A friend was changing the rubber blade on his Toro single stage. I cut the rubber, and let it rub fairly hard against the barrel. I sprayed silicone to help it break in. I used POR15 to coat the impeller blades. Great improvement for two years! Next year I'll use POR15 epoxy to coat the inside of the barrel for a smoother finish.


----------



## CarlB (Jan 2, 2011)

jtclays said:


> Like buzzard mentioned, the old school s200,620 flapper blades do a great job(need a punch to make way for bolts, but pretty straight forward). My buddy is a master at welding and he thinks he can just add a bead of weld and grind it smooth. Measurements and complete removal of the system are required, but most of us do that anyway. Every time I weld, I burn holes in stuff I'm wearing and near the bench


I have welded steel plates to a few impellers that had more than 1/4" clearance and fitted them using an angle grinder to get 1/16" clearance.

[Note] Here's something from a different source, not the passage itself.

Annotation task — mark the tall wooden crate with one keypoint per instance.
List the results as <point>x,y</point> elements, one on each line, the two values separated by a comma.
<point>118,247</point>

On machines that only need a little help I have welded a bead to the impeller edge and again fit it with a angle grinder both methods work very well depending on the machine and will last a very long time.


----------



## Classic Blower (Jan 19, 2014)

*New Honda Paddles*

Pete; - you can go here; Snowthrower Paddle Replaces Toro 23-3730 ($8.82) and buy new paddles - 2-5/8" x 17" for about $ 9.00 each.


----------



## HCBPH (Mar 8, 2011)

*Canvas Belting*

Having grown up on a farm, there are many different widths and thickness' of canvas belt. Try some place that handle farm materials and see what they have. Another is drive belting - where a motor or tractor pulley powers a piece of equipment via a belt. We had a grain elevator that had a belt drive that ran from the electric motor to the elevator. It was about 2"-3" wide and very stiff though I don't know how waterproof it was. Look for something for line shaft setups.

Goodluck


----------



## Normex (Feb 21, 2014)

I as well grew up on a farm and we had flat belts running some implements for cutting lumber as well. I'm thinking though if you happen to have an amish community nearby, they run most of everything with belts. Just saying.


----------



## HCBPH (Mar 8, 2011)

Normex said:


> I as well grew up on a farm and we had flat belts running some implements for cutting lumber as well. I'm thinking though if you happen to have an amish community nearby, they run most of everything with belts. Just saying.


Excellent idea, didn't have amish near us but we had some things than ran via belt.


----------